Oil industry insiders have told The Independent that coker gasoline is just one of a myriad of methods used by independent traders to turn a profit, ranging from "paper" deals struck in the City of London's trading floors, to floating storage, to what is known as "physical trading" – transporting hundreds of consignments of different grades of oil on chartered tankers looking for the best price from dozens of offices across the globe. Executives, who are frequently equity partners in the companies, speak of constant shuttling around the world to close deals and negotiate prices.
By any standards, it is a huge and profitable industry. From a situation 20 years ago where the "majors" dominated the international trade, independents now account for about 15 per cent of world's $2 trillion oil industry.
Glencore, founded in 1974 by the controversial trader Marc Rich – who was indicted for tax evasion and later pardoned by President Bill Clinton – is estimated to supply 3 per cent of the world's daily oil consumption. The company is no longer involved with Mr Rich.
Between them, the "big four" had turnovers last year of about $415bn – equivalent to the GDP of Austria. Because the companies are privately owned, comprehensive profit figures are hard to come by, but Glencore announced a profit of $4.75bn for 2008. Trafigura made $440m last year.
In an industry which deals with a commodity for which many countries have gone to war, insiders say it is inevitable that traders will find themselves dealing with authoritarian oil-rich regimes and dabbling in controversial schemes. On at least one occasion, three of the big four – Glencore, Trafigura and Vitol – have been found to have crossed the line between incentives and kickbacks through their involvement in the United Nations' oil-for-food scheme to help Saddam Hussein's Iraq buy humanitarian supplies.
In the UN's Volcker report, all three companies were cited for paying surcharges demanded by Saddam's regime to win oil supply contracts. In 2007, Vitol pleaded guilty in America to paying $13m in surcharges, and the Swiss arm of Trafigura forfeited $20m. Both companies insisted that the deals had been handled in good faith via third parties. Glencore, which was cited for paying $6.6m in surcharges, denied any wrongdoing.
Glencore was also named in a 2005 High Court judgment as one of the companies which handled shipments of oil sold by the state-owned oil company of Congo-Brazzaville in central Africa. It was subsequently shown that cash derived from the shipments was used by the son of the country's President to pay credit card bills for shopping sprees in Paris. There was no suggestion that Glencore acted improperly.
All of the "big four" point out that they operate in accordance with international law and the Organisation for Economic Co-operation and Development's guidelines on business conduct. But campaigners complain that a lack of transparency in the industry means that proper scrutiny of the oil-rich governments in Africa and the middlemen they deal with is impossible.
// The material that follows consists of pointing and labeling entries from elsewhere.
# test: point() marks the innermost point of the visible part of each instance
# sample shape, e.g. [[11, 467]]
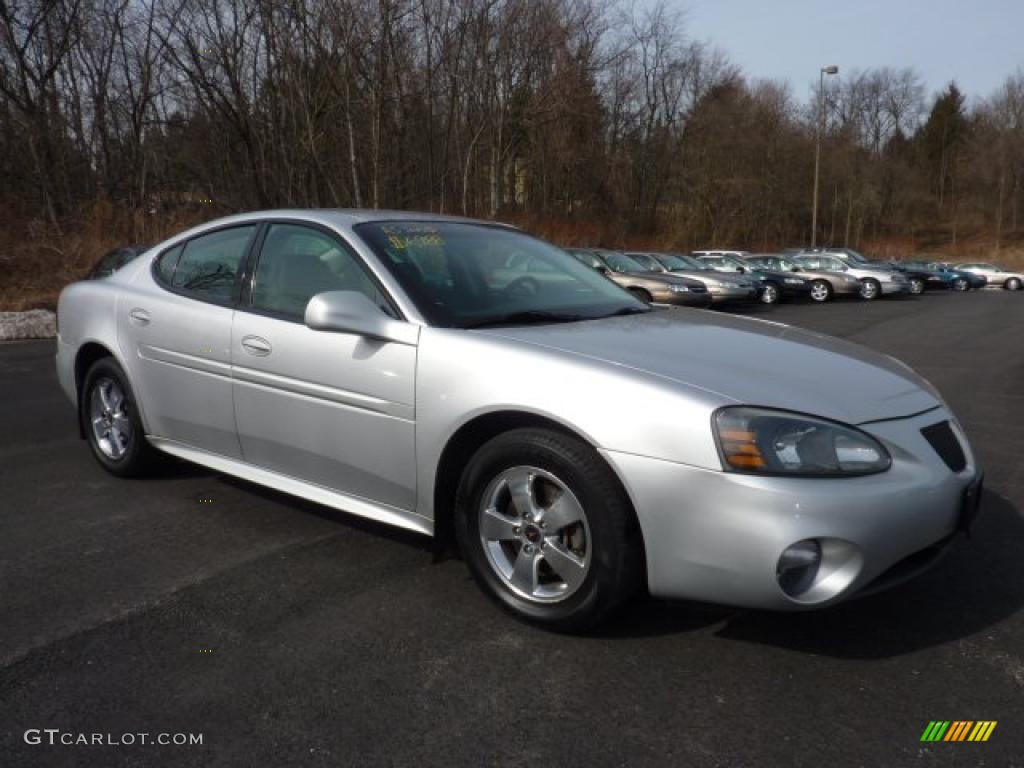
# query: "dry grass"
[[37, 260]]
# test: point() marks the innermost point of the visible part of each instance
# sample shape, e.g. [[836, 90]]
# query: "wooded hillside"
[[122, 120]]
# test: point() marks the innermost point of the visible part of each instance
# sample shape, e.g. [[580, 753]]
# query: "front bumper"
[[717, 537], [842, 288], [889, 288], [792, 290], [732, 293], [683, 299]]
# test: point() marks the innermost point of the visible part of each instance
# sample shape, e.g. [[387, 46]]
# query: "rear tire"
[[111, 421], [547, 529]]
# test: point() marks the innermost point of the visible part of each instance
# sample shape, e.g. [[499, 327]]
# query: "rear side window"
[[210, 265], [166, 263]]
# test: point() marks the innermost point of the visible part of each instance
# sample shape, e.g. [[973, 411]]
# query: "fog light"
[[798, 566]]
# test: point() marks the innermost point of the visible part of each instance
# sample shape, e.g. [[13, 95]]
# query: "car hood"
[[744, 360], [709, 275], [773, 274]]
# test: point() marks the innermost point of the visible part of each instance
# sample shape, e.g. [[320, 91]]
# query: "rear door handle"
[[256, 345]]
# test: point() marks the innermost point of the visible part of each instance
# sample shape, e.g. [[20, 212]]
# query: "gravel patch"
[[35, 324]]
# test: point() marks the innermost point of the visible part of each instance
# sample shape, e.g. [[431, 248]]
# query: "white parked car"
[[997, 276]]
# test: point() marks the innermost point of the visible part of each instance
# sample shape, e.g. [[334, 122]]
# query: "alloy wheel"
[[535, 534], [819, 291], [109, 418]]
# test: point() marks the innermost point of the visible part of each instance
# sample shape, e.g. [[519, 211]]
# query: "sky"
[[975, 42]]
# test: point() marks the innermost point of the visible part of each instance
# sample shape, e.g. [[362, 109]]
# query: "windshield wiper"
[[627, 310], [525, 317]]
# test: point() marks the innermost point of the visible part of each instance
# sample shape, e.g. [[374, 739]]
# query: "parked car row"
[[721, 276]]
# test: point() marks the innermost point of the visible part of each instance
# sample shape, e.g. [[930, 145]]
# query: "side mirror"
[[352, 312]]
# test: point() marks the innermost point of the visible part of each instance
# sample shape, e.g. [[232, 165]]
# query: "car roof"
[[347, 217]]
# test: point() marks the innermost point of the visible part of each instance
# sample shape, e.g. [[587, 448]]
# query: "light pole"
[[829, 70]]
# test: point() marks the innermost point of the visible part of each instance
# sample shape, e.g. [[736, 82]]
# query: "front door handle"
[[256, 345]]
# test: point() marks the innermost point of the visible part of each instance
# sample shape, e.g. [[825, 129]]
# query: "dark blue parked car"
[[941, 275]]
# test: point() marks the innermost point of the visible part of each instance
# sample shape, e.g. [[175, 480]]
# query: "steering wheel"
[[525, 287]]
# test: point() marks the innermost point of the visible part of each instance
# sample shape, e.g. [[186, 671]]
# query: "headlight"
[[778, 442]]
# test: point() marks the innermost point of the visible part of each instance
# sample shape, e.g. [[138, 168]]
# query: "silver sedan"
[[576, 443], [997, 276]]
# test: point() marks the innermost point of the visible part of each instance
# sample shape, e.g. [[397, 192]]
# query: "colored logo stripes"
[[958, 730]]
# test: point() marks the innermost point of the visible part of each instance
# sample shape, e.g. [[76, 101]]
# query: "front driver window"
[[210, 265], [297, 262]]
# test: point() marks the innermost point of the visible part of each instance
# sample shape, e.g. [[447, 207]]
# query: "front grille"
[[941, 437]]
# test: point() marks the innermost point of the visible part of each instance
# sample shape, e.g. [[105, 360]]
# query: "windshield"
[[733, 262], [675, 264], [649, 263], [691, 262], [462, 274], [623, 263]]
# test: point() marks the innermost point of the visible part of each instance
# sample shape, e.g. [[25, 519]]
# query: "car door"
[[175, 328], [332, 409]]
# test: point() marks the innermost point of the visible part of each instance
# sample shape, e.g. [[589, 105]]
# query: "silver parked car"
[[996, 275], [579, 444], [723, 289], [875, 281]]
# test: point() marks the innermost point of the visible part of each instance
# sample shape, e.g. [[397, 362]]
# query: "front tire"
[[111, 421], [645, 297], [821, 291], [770, 294], [547, 530], [870, 289]]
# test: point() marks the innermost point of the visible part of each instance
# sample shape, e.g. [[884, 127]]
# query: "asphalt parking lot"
[[287, 633]]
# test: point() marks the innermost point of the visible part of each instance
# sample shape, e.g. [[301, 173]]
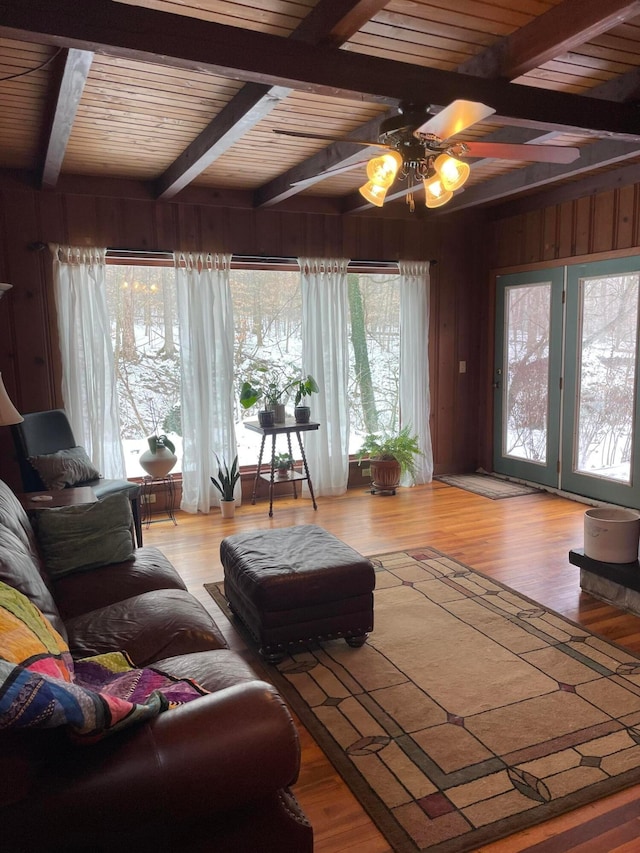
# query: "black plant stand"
[[288, 427]]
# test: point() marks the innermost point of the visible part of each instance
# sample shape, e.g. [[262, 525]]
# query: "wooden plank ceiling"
[[187, 93]]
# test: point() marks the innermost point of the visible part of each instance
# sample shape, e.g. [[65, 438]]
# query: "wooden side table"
[[288, 427], [148, 487]]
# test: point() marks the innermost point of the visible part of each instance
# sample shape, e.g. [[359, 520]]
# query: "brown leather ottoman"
[[296, 584]]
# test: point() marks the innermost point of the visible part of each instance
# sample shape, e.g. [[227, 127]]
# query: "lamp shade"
[[8, 412], [453, 173]]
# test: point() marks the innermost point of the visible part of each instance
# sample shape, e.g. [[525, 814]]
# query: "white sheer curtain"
[[205, 319], [325, 355], [88, 375], [414, 361]]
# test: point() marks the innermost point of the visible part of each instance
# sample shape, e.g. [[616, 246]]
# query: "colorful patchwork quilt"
[[41, 685]]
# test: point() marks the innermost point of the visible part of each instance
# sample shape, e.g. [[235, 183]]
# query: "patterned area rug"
[[471, 712], [487, 486]]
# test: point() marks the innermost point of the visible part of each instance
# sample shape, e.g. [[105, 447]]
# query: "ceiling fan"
[[419, 148]]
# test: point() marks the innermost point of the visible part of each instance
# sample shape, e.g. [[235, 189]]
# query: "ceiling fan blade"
[[455, 118], [535, 153], [330, 173], [303, 135]]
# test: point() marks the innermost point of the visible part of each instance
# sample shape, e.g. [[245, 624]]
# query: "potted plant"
[[390, 457], [283, 463], [304, 387], [225, 483]]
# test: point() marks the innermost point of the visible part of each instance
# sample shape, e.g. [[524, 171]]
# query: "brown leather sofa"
[[210, 775]]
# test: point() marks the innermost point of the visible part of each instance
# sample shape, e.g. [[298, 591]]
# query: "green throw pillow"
[[65, 468], [83, 537]]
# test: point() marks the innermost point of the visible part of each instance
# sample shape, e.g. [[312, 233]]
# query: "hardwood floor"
[[523, 542]]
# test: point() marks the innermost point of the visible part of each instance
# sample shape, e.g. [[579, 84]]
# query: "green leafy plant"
[[227, 478], [157, 441], [275, 384], [304, 387], [403, 447], [266, 382]]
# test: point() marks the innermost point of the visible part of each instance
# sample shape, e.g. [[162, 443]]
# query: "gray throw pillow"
[[65, 468], [83, 537]]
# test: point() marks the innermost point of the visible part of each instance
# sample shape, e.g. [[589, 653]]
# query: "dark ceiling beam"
[[333, 22], [595, 156], [72, 82], [559, 30], [613, 179], [563, 26], [151, 36], [329, 20], [311, 170]]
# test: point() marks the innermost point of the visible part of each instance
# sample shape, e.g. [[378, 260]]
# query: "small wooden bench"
[[297, 584]]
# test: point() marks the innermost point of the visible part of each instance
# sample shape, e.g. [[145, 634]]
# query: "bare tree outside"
[[267, 307], [607, 371]]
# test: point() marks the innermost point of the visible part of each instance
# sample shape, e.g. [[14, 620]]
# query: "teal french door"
[[566, 403], [529, 329]]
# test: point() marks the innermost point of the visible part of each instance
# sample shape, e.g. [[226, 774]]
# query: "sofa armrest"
[[209, 756]]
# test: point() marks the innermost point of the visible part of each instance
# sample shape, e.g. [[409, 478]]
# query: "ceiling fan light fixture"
[[382, 170], [373, 193], [453, 173], [435, 193]]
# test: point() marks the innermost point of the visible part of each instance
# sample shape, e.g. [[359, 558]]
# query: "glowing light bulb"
[[453, 173], [383, 170], [373, 193], [435, 194]]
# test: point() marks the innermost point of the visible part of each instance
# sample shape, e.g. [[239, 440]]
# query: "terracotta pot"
[[302, 414], [158, 464], [385, 474]]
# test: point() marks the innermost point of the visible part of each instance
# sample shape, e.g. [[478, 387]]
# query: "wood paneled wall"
[[119, 215], [550, 231]]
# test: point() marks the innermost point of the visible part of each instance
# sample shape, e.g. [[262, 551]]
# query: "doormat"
[[487, 486], [471, 713]]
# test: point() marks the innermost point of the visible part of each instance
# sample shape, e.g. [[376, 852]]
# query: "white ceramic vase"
[[158, 464]]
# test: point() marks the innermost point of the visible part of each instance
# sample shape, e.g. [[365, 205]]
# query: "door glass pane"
[[525, 403], [606, 377]]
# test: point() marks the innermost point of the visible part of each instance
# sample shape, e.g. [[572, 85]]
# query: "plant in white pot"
[[303, 387], [225, 483]]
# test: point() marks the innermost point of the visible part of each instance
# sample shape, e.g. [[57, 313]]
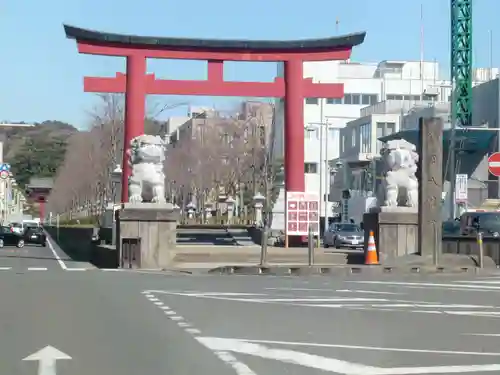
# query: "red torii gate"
[[136, 83]]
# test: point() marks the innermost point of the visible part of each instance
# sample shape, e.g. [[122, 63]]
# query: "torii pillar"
[[136, 83]]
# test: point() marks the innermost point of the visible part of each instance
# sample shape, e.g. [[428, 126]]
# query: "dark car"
[[35, 235], [344, 235], [8, 237]]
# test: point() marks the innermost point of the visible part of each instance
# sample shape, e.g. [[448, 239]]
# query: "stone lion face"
[[148, 148]]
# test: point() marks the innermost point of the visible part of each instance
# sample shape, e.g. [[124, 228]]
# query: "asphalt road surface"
[[129, 323], [204, 237]]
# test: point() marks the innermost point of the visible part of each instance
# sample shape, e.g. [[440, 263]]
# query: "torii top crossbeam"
[[136, 83]]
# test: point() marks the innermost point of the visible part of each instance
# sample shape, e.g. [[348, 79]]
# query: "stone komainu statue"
[[146, 159], [400, 158]]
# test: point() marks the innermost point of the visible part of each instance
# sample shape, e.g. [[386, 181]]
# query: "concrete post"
[[430, 172]]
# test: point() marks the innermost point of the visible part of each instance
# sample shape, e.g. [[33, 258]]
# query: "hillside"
[[35, 151]]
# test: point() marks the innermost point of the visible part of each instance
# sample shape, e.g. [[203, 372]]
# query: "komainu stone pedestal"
[[147, 235], [395, 230]]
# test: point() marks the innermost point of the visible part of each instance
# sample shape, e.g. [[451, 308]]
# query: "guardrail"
[[468, 245]]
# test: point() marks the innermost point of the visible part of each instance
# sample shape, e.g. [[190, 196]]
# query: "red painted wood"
[[108, 49], [213, 87]]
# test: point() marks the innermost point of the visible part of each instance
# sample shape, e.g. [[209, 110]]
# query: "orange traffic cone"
[[371, 256]]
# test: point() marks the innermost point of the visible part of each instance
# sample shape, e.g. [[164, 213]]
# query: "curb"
[[346, 270]]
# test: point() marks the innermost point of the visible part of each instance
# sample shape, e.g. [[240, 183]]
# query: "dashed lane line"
[[239, 367]]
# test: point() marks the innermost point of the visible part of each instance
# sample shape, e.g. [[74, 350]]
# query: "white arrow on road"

Gavin Hayman, director of campaigns for Global Witness, said: "These companies play a major role in selling Africa's oil and their operations are notoriously opaque. It would be legitimate to ask: 'How do they get these contracts, do they sell the oil for its proper price, and do they send the money back to the correct place?'
"This lack of transparency creates a big risk that corrupt officials can siphon off some of the profits and deprive ordinary citizens of their rightful benefit from natural resource wealth."